Nel cuore del Minnesota, si trova una delle meraviglie naturali più enigmatiche: le cascate che sembrano inghiottire l’acqua nel nulla.
Il loro nome, che tradotto significa “bollitore del diavolo”, deriva proprio dal misterioso fenomeno per cui metà del flusso del fiume Brule scompare in una fenditura rocciosa senza che, fino ad oggi, sia stato possibile rintracciarne la fuoriuscita.
Le cascate si trovano sul corso del fiume Brule, che nasce da Vista Lake e percorre circa 65 chilometri prima di sfociare nel Lago Superiore. Tuttavia, una parte consistente dell’acqua non segue questo percorso visibile ma si tuffa in un orrido naturale chiamato Devil’s Kettle, un pozzo profondo che inghiotte il flusso senza lasciare traccia evidente. Questa caratteristica ha da sempre attratto l’attenzione di escursionisti, geologi e appassionati di misteri naturali, alimentando teorie e ricerche senza una soluzione definitiva.
Il mistero idrologico delle Devil’s Kettle Falls
La particolarità delle Devil’s Kettle Falls non risiede nella loro imponenza o nella loro altezza, che non rientrano tra le più spettacolari al mondo, ma nel fatto che nessuno è riuscito a capire dove vada a finire l’acqua dopo il salto. Il fiume Brule si divide in due rami proprio in corrispondenza di questo sperone roccioso: uno scende normalmente in una piscina naturale che si collega al Lago Superiore, mentre l’altro si perde nel pozzo senza fondo.
Negli anni, numerosi esperimenti sono stati tentati per risolvere il mistero. Sono state gettate nell’acqua palline, galleggianti e altri oggetti di varia natura con l’obiettivo di localizzare la loro eventuale fuoriuscita nel corso d’acqua. Nessuno di questi oggetti è mai riemerso, rendendo ancora più inspiegabile il fenomeno.
Una delle ipotesi più accreditate suggerisce che l’acqua possa percorrere un tunnel sotterraneo nascosto, forse un’antica formazione geologica come un tubo di lava risalente a milioni di anni fa, formatosi nel basalto della zona.
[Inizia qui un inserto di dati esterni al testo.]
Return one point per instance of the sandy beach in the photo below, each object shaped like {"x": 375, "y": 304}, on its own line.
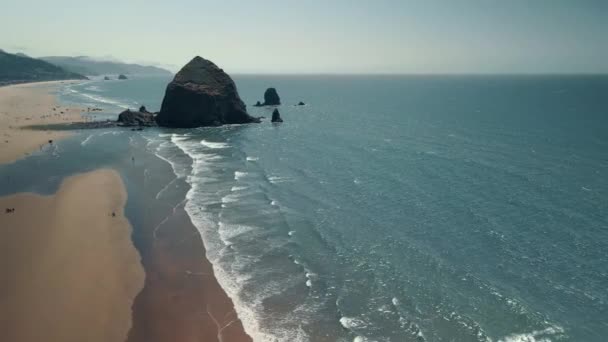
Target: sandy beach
{"x": 76, "y": 272}
{"x": 29, "y": 104}
{"x": 70, "y": 270}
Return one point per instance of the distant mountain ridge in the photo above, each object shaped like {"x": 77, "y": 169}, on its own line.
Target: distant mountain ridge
{"x": 20, "y": 68}
{"x": 93, "y": 67}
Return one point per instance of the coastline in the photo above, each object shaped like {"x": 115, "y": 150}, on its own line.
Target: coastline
{"x": 27, "y": 104}
{"x": 179, "y": 298}
{"x": 71, "y": 266}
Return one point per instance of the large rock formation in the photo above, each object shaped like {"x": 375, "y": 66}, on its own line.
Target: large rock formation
{"x": 201, "y": 94}
{"x": 133, "y": 118}
{"x": 276, "y": 116}
{"x": 271, "y": 97}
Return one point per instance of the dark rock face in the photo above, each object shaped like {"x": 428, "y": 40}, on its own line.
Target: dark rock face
{"x": 201, "y": 94}
{"x": 131, "y": 118}
{"x": 271, "y": 97}
{"x": 276, "y": 116}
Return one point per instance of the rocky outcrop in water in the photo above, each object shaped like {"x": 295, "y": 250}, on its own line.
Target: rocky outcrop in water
{"x": 201, "y": 94}
{"x": 271, "y": 97}
{"x": 276, "y": 116}
{"x": 133, "y": 118}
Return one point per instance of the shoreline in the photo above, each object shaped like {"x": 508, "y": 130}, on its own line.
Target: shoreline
{"x": 32, "y": 104}
{"x": 72, "y": 269}
{"x": 180, "y": 295}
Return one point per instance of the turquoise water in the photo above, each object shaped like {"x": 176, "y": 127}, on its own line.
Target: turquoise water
{"x": 388, "y": 208}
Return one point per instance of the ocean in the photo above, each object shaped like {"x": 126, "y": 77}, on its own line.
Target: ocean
{"x": 388, "y": 208}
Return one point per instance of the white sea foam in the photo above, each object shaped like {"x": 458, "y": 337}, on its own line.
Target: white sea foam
{"x": 217, "y": 235}
{"x": 352, "y": 323}
{"x": 277, "y": 179}
{"x": 535, "y": 336}
{"x": 93, "y": 88}
{"x": 228, "y": 232}
{"x": 309, "y": 279}
{"x": 239, "y": 175}
{"x": 214, "y": 145}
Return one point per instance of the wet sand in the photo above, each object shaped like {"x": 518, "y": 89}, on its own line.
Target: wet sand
{"x": 29, "y": 104}
{"x": 70, "y": 270}
{"x": 181, "y": 299}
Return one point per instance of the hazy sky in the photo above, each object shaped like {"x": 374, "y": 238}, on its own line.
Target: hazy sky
{"x": 320, "y": 36}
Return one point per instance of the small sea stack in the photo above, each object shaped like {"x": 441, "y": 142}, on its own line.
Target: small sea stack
{"x": 202, "y": 94}
{"x": 276, "y": 116}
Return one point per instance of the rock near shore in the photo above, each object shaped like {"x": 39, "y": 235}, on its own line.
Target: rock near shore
{"x": 202, "y": 94}
{"x": 139, "y": 118}
{"x": 276, "y": 116}
{"x": 271, "y": 97}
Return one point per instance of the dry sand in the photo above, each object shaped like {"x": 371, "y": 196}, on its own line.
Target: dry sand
{"x": 69, "y": 269}
{"x": 23, "y": 105}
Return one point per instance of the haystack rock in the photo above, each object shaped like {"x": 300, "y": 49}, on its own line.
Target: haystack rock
{"x": 271, "y": 97}
{"x": 276, "y": 116}
{"x": 201, "y": 94}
Questa teoria lascia ancora molte incognite: il terreno circostante non è calcareo, terreno tipico per la formazione di grotte e fiumi sotterranei, ma di natura basaltica, che in teoria dovrebbe ostacolare la formazione di passaggi sotterranei di grandi dimensioni.

Le teorie scientifiche e il fascino del mistero(www.viaggioa360.it)
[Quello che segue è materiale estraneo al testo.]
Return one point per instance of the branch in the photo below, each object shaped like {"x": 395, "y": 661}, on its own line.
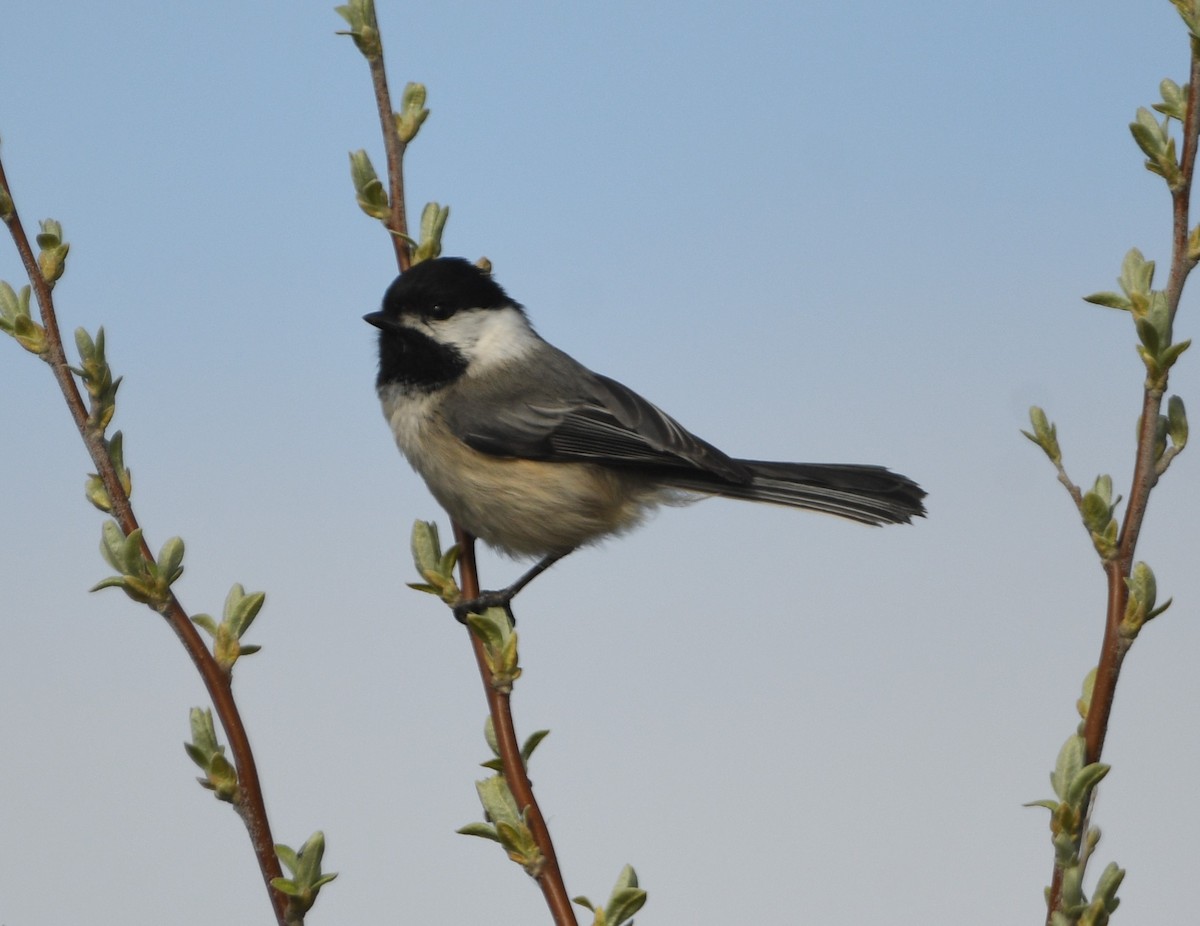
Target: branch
{"x": 250, "y": 801}
{"x": 550, "y": 877}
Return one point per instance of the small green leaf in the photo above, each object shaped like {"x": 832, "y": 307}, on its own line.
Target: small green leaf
{"x": 1177, "y": 422}
{"x": 207, "y": 621}
{"x": 433, "y": 220}
{"x": 371, "y": 194}
{"x": 1071, "y": 761}
{"x": 360, "y": 16}
{"x": 532, "y": 743}
{"x": 412, "y": 112}
{"x": 479, "y": 829}
{"x": 1111, "y": 300}
{"x": 1086, "y": 779}
{"x": 1175, "y": 100}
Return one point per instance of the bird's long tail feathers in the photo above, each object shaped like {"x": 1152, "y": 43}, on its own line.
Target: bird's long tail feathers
{"x": 868, "y": 494}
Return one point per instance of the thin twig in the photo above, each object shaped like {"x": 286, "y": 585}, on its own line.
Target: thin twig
{"x": 1146, "y": 468}
{"x": 550, "y": 877}
{"x": 394, "y": 146}
{"x": 499, "y": 704}
{"x": 250, "y": 804}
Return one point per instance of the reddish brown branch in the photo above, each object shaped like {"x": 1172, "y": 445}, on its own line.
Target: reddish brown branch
{"x": 250, "y": 805}
{"x": 499, "y": 704}
{"x": 550, "y": 877}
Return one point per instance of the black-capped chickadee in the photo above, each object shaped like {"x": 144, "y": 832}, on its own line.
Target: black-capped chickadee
{"x": 535, "y": 455}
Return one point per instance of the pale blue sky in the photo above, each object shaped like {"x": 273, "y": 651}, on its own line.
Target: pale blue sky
{"x": 826, "y": 230}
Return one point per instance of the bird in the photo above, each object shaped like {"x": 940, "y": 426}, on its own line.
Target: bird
{"x": 537, "y": 456}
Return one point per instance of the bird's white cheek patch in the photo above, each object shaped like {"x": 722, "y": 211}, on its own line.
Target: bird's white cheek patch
{"x": 487, "y": 337}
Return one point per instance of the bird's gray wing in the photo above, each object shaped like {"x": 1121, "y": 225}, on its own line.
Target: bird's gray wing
{"x": 585, "y": 418}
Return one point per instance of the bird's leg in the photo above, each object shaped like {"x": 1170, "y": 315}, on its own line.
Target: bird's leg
{"x": 503, "y": 597}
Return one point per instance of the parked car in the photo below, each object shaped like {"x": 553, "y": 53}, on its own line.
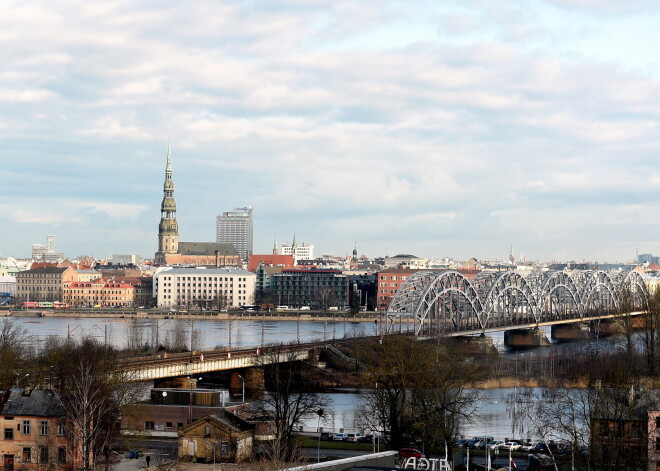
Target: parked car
{"x": 493, "y": 444}
{"x": 370, "y": 438}
{"x": 510, "y": 446}
{"x": 479, "y": 442}
{"x": 528, "y": 446}
{"x": 462, "y": 443}
{"x": 410, "y": 453}
{"x": 352, "y": 437}
{"x": 540, "y": 447}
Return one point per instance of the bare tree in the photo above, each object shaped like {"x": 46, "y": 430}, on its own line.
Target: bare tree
{"x": 418, "y": 392}
{"x": 290, "y": 396}
{"x": 13, "y": 347}
{"x": 92, "y": 389}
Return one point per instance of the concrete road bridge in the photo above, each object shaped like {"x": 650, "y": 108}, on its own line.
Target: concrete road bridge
{"x": 168, "y": 365}
{"x": 447, "y": 303}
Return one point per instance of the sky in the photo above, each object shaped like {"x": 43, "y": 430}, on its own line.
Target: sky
{"x": 441, "y": 129}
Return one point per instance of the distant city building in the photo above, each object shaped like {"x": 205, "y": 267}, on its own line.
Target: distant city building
{"x": 390, "y": 280}
{"x": 126, "y": 260}
{"x": 43, "y": 284}
{"x": 264, "y": 279}
{"x": 200, "y": 287}
{"x": 171, "y": 251}
{"x": 98, "y": 293}
{"x": 46, "y": 253}
{"x": 318, "y": 289}
{"x": 299, "y": 252}
{"x": 235, "y": 227}
{"x": 273, "y": 260}
{"x": 405, "y": 261}
{"x": 647, "y": 258}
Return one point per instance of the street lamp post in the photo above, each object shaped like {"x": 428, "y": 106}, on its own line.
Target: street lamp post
{"x": 69, "y": 330}
{"x": 318, "y": 429}
{"x": 18, "y": 380}
{"x": 243, "y": 395}
{"x": 105, "y": 332}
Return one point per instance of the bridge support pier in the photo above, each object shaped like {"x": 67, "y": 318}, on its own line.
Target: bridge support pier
{"x": 569, "y": 332}
{"x": 475, "y": 345}
{"x": 254, "y": 381}
{"x": 520, "y": 339}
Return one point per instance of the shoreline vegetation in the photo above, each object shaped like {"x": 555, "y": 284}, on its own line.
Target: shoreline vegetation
{"x": 208, "y": 315}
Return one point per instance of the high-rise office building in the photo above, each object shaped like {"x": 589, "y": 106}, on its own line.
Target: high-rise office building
{"x": 46, "y": 253}
{"x": 235, "y": 227}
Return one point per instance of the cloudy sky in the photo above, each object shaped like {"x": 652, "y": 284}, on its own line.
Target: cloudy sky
{"x": 453, "y": 128}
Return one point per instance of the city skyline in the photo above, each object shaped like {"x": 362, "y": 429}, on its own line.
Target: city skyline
{"x": 437, "y": 130}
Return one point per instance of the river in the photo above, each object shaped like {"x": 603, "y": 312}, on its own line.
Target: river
{"x": 493, "y": 418}
{"x": 208, "y": 333}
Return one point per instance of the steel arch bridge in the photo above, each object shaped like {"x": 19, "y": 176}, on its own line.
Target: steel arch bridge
{"x": 446, "y": 302}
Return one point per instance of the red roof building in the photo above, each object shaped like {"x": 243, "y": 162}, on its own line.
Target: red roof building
{"x": 269, "y": 260}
L’assenza di un percorso chiaro per l’acqua ha alimentato anche leggende locali, che narrano di un “buco nero” o di un canale che conduce direttamente all’inferno, contribuiendo al nome “bollitore del diavolo”. Tuttavia, la scienza esclude che l’acqua possa semplicemente evaporare o dissolversi nel nulla. È più plausibile che essa riemerga, dopo un percorso sotterraneo ancora non identificato, in qualche punto nascosto lungo il Lago Superiore, a qualche chilometro di distanza.
Gli studi condotti finora non hanno però fornito prove certe: la geologia della zona, caratterizzata da formazioni basaltiche, rende difficile la creazione di cavità sufficientemente grandi da far passare il fiume senza tracce superficiali. In ogni caso, l’acqua non può sparire magicamente, e la ricerca continua con strumenti sempre più sofisticati.
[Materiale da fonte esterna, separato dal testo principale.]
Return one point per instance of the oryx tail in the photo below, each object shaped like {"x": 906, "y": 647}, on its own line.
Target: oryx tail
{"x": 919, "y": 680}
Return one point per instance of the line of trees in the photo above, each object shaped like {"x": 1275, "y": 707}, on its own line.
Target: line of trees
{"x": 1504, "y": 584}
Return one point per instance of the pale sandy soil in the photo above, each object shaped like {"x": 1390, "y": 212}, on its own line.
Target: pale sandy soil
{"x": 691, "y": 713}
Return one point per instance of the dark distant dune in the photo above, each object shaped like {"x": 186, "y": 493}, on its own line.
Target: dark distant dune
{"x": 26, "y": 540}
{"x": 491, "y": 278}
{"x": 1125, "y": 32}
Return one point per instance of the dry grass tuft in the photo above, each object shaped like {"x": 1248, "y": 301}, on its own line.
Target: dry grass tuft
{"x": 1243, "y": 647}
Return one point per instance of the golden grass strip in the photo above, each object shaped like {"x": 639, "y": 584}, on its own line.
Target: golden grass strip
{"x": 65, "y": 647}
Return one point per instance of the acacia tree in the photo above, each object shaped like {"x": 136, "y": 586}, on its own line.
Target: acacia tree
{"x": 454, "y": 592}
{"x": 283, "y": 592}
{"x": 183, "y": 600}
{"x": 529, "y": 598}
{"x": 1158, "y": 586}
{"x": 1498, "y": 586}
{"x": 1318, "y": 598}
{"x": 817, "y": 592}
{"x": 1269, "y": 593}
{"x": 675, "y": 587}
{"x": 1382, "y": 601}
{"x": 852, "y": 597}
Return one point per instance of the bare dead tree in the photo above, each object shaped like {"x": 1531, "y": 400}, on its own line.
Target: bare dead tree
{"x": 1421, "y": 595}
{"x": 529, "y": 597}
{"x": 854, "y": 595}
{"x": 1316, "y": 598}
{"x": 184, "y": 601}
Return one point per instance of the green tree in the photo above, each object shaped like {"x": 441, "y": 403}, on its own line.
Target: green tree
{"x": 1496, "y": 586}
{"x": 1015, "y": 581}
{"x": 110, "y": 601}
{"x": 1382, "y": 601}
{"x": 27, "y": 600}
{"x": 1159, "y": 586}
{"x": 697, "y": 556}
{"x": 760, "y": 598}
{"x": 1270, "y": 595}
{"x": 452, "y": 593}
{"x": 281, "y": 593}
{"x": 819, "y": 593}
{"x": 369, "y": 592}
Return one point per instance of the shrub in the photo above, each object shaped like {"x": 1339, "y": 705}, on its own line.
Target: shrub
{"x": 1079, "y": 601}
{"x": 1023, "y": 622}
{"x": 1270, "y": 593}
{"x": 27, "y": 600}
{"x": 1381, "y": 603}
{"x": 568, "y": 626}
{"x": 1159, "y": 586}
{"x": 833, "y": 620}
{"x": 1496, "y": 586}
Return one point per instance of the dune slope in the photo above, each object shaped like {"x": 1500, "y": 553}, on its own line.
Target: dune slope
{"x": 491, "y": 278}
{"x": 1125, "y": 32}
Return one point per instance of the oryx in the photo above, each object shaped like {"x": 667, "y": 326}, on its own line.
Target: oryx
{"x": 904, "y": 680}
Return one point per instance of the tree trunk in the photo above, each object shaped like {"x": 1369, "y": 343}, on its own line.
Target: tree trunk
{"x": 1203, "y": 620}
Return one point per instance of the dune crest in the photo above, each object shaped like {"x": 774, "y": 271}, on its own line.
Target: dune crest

Questa situazione alimenta l’interesse turistico e scientifico verso le Devil’s Kettle Falls. Ogni anno, molti visitatori si recano nel parco naturale per ammirare questo spettacolo unico, affascinati dal mistero che ancora avvolge la cascata.
Il fascino duraturo delle cascate “bollitore del diavolo”
Nonostante le moderne tecnologie e gli sforzi multidisciplinari, il segreto delle Devil’s Kettle Falls rimane irrisolto, mantenendo intatto il suo alone di mistero. Il fenomeno è diventato un simbolo di quanto la natura possa ancora sorprendere e sfidare la comprensione umana.
Il parco naturale del Judge C. R. Magney rimane una meta ambita sia per gli amanti della natura sia per gli studiosi di geologia e idrologia, che sperano un giorno di poter tracciare con certezza il percorso sotterraneo del fiume Brule. Fino ad allora, il fascino del bollitore del diavolo continuerà ad attirare curiosi e appassionati da tutto il mondo.